2005-06-24 17:29:04 | 夢の中のお話 『樹の御霊』
 朝からいい天気に恵まれて来客の足取りも軽く、長老衆を始め主だった顔ぶれが早くからそろっていた。あちらこちらで祝いの言葉が囁かれ、女性陣の晴れ着が本儀式に花を添えていた。

 祈祷所にはいる立会人には、宗主一左、後見次郎左、父親として黒田、そして、長老格としては藤宮の宗主(陰の長)笙子が指定された。岩松と赤澤老人も呼ばれていたのだが、例の夢操りの件があるので、招待を受けて一緒に伴ってきた多喜子や古都江の監視をするため遠慮して席をはずした。その代わり、岩松も赤澤も輝郷や貴彦らとともに祈祷所の外で警備にあたる事になった。

 祈祷所の中扉の前には藤宮の悟と晃が両脇に控え、誰が見ても紫峰家と藤宮家の新たな深い結びつきをはっきり示しているようだった。来客たちは修の結婚話をまことしやかにうわさし合い、勝手にお目出度い気分に浸っていた。

 外でうわさ話に花が咲いている頃、祈祷所の中では厳かに儀式の開始が告げられようとしていた。樹の御霊の祀られた神棚を背に修が座り、その前に二人が並んで座った。左に一左、次郎左、右に笙子、黒田が控えた。

 「樹の御霊に申し上げる。
 この者ら御霊のお力添えによって前修行および儀式のための修練を無事終え、いまここに本儀式を迎える運びとなり申した。
願わくばこの者らに継承の力をお与え下されるようお願い申し上げ奉る。」

 勝手の分からぬ一左に変わって、次郎左が樹の御霊に挨拶をし、相伝の儀式は始まった。

 「宗主一左に対座せよ。」

修のその一言で透と雅人は一左のほうへ向き直った。

 一左ははっと周囲を見回した。孫二人だけではない。次郎左を始め皆が自分に対し、念を集中させていることに気付いたのだ。

 「何だ。どうしようと言うのだ。修。これはどういうことだ?」

 「見苦しいぞ。三左よ。おまえの正体は皆知っておる。」

次郎左が言った。三左が怯んだ。

 「何を言う。わしは一左じゃ。三左は当に死んだ。三十年も昔にの。」

 「その三十年の長きに渡って紫峰を苦しめた悪鬼よ。本物の一左を放して早々に立ち去れ!」

再び次郎左が叫んだ。

 一左を装っていた三左の表情が変貌した。狡猾な本性を現した。

 「なるほどそこまで…の。ならばわしも受けてたとうか。ほっほっ。」

三左は立ち上がった。

 「透。雅人。あの者の身体から三左の魂を引き出せ。」

修の指示が飛んだ。
 透が雅人が次々に三左の波長を捉えようとするが、さすが三左はそれを簡単にかわしていく。
昨日や今日修練を受けた子どもとはレベルが違い過ぎる。二人は焦り出した。
厭味な笑みを浮かべながら馬鹿にしたように透や雅人の念を蹴散らす。 

 修はしばらく二人の様子を見ていたが、初めての実践と強敵に戸惑っている二人の心に呼びかけた。

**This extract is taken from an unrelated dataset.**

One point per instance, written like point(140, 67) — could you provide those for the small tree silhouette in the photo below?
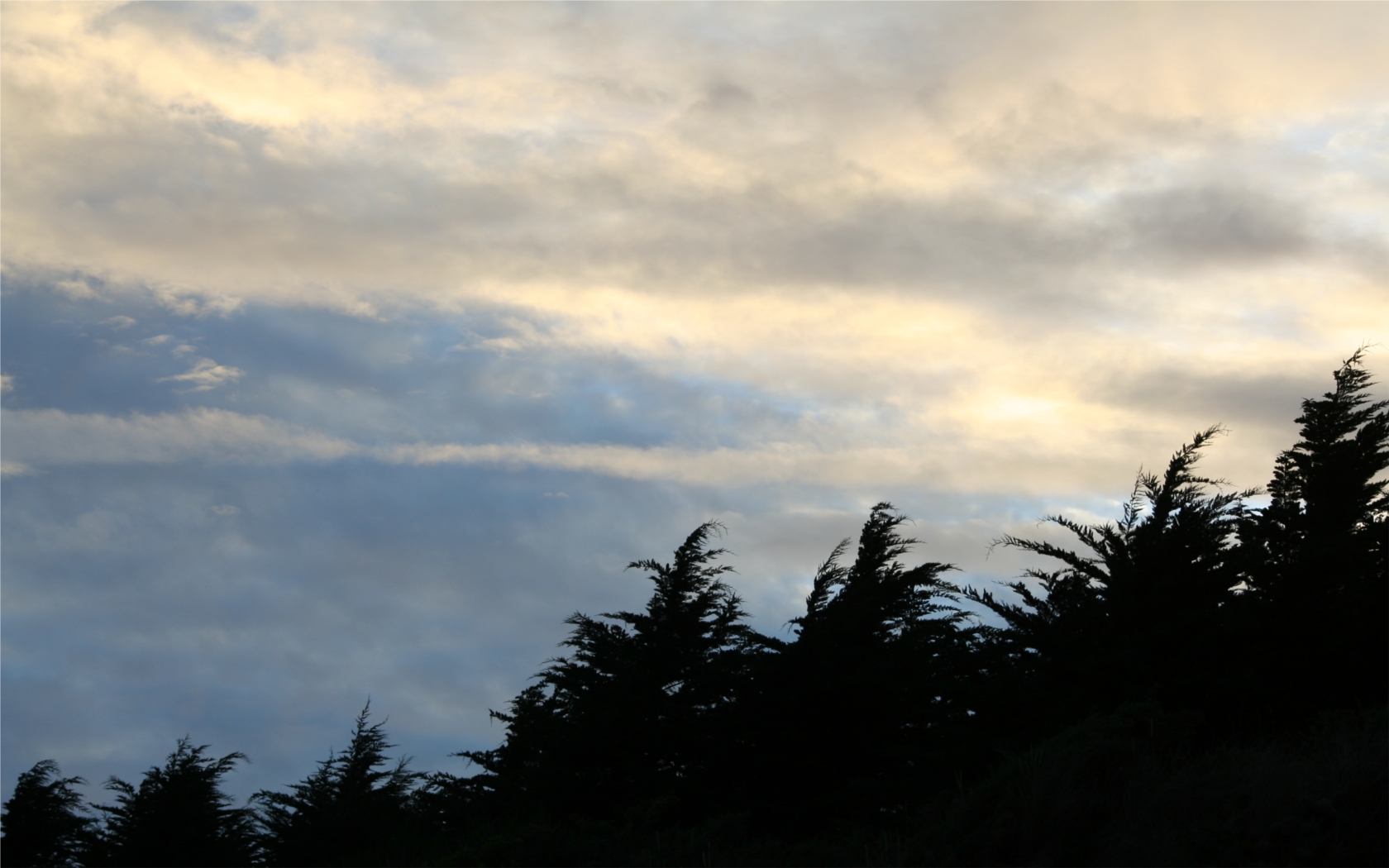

 『焦ることはない。焦れば本物の一左の方を引っ張り出してしまうぞ。』

 透はそれで我に返った。過去の失敗が蘇ったのだ。慎重に相手を探る。身体中をアンテナのようにして。
 雅人は妨害してくる三左の念に焦点を合わせた。それは必ず三左から発せられたものだからだ。

 二人は同時に、お互いの波長ではないことを確認しながら三左の波長を捉えた。

 「逆に引っ張り出してやる!」

 三左は力を込めた。念と念の綱引き状態になった。蛇と蛙のにらみ合いのようになったが、若い二人はやや劣勢。

 『仕方がないな。』というように修が加勢した。修の加勢はほんの気持ち程度のものだったが、それでも二人にとっては効果抜群だった。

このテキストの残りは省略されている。